I saw these things called "magic heat" online (Amazon, Nothern Tool , etc) and they do make an 8" model (the size of my exhaust pipe) and for $150 it sems like a reasonable cost to pick one up and try it out. Very likely you guys already know what I'm talking about, but I've provided a link below to an Amazon.com page.

http://www.amazon.com/Magic-Heat-Reclaimer-Wood-Stove/dp/B0000AXEXE

So, good idea? Bad? Indifferent? My basement floor is a heated zone, but because it uses so much oil I don't leave it on unless I really have to, thus my basement is on the chilly side these days. A good shot of hot air into that room every time we use the shower, tub or dishwasher could make a significant difference for not much money in running costs.

So what am I missing here? Whats the downside? Big soot collector thats likely to cause me problems down the road or maybe restrict my exhaust enough to throw my boiler out of whack?

Lastly, is this a DIY install or hsould I get my boiler guy to come in for it? I'm pretty handy, but not overly experienced with the boiler. Looks pretty straightforward...make an opening, splice it in, seal the edges with some goo and plug it into an outlet.
 
we had this type of setup in my fathers garage for many years, it was great at pushing out the heat. i would investigate the noise output on this if you are going to put it in your living space.
 
It would be in the basement which is not a living space for us, so the white noise of a fan wouldn't bother us...I'm assuming its not much more annoying than the powervent.
 
Dow N. Jones said:
powervent has to be adjusted via barometric damper tunig. to compensate for airloss from barometric sucking out cellar air, TJERNLUND makes a unit called INFORCER which blows in outdoor air as the powervent works. well tuned furnace + MAGIC HEAT = soot in magic heat + possible inefficient burn of furnace.

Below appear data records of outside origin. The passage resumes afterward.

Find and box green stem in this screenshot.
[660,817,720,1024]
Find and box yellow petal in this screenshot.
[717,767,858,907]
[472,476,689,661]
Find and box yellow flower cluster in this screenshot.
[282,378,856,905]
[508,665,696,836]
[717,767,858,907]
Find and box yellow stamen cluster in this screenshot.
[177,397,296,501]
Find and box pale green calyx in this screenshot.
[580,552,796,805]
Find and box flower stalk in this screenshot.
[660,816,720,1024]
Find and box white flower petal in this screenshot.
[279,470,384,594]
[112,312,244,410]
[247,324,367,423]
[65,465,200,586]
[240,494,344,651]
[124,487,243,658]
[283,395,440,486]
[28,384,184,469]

I'm not following you 100% here, but the impression I'm getting is a magic heat is liekly to cause me problems, yes?

I do not have an OAK for my boiler, but I've been considering one. The exhaust has a T in it and there is a large inlet flap on there. The flap opens inward and sucks air into the exhaust stream...I'm guessing this is the barometric damper? The flap is counterweighted so it only opens under significant pressure flowing outdoors.

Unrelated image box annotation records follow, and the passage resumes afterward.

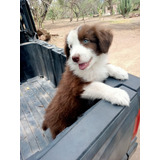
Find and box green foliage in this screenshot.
[118,0,132,18]
[46,1,63,22]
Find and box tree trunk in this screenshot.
[108,0,113,15]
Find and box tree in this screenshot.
[28,0,52,28]
[118,0,132,18]
[58,0,80,22]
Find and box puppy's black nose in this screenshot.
[72,56,79,63]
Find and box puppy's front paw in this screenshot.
[111,88,130,107]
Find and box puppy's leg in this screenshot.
[107,64,128,80]
[81,82,130,106]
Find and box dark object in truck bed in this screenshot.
[21,40,139,160]
[20,0,140,160]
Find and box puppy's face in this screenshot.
[64,25,113,70]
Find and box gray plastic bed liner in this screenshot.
[21,75,139,160]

It occurs to me that between the boiler combustiona dn this device on the exhaust, that I'm using an awful lot of air up from the inside of my house and in order to compensate for it, I'm sucking in a fair bit of cold air throught the little cracks and crevices all over the house, but probably mainly in the basement...contributing to my heat loss.

Is it possible to retun the powervent to accomodate the magic heat device? It just looks like asimple fan forced heat exchanger, so the exhaust gases are just passing through exchanger tubes and getting some heat sucked out of them. Would it be of benefit to install something like this either before or after the damper?

Sorry for the noob questions.

Thanks for the replies guys, keep em coming!
 
I have a Weil-McLain boiler that runs on natural gas and is direct vented out of my house. It is supposed to be 92% or 94% efficient (yeah right). I can hold my hand over the schedule 40 vent pipe and not get burnt though. I thought that to be direct vented the boiler had to be something like 85% or better? maybe the experts no the official number. Either way, if it is direct vent, I wonder how much more heat you really could extract?
 
The EPA sticker on my boiler says its around 85-87% efficient, but I cna tell you if I put my hand on the exhaust its way hotter than I can stand to touch. I should put a thermometer on it when it runs...I'd guess its proabbly well over 125 degrees on the outside of the pipe

I'm not sure if a powervent is the same thing as direct vent. Powervent is fan forced, is direct vent fan forced too or is it passive convection/draft?

Maybe this is the wrong formula, but I'm thinking if its 90% efficient and can produce uwards of 180,000btu, then I've got as much as 20,000btu going out the exhaust pipe. My powervent is about 6' off the ground and I can see grass under it year round because the vent melts enough snow to keep the ground exposed.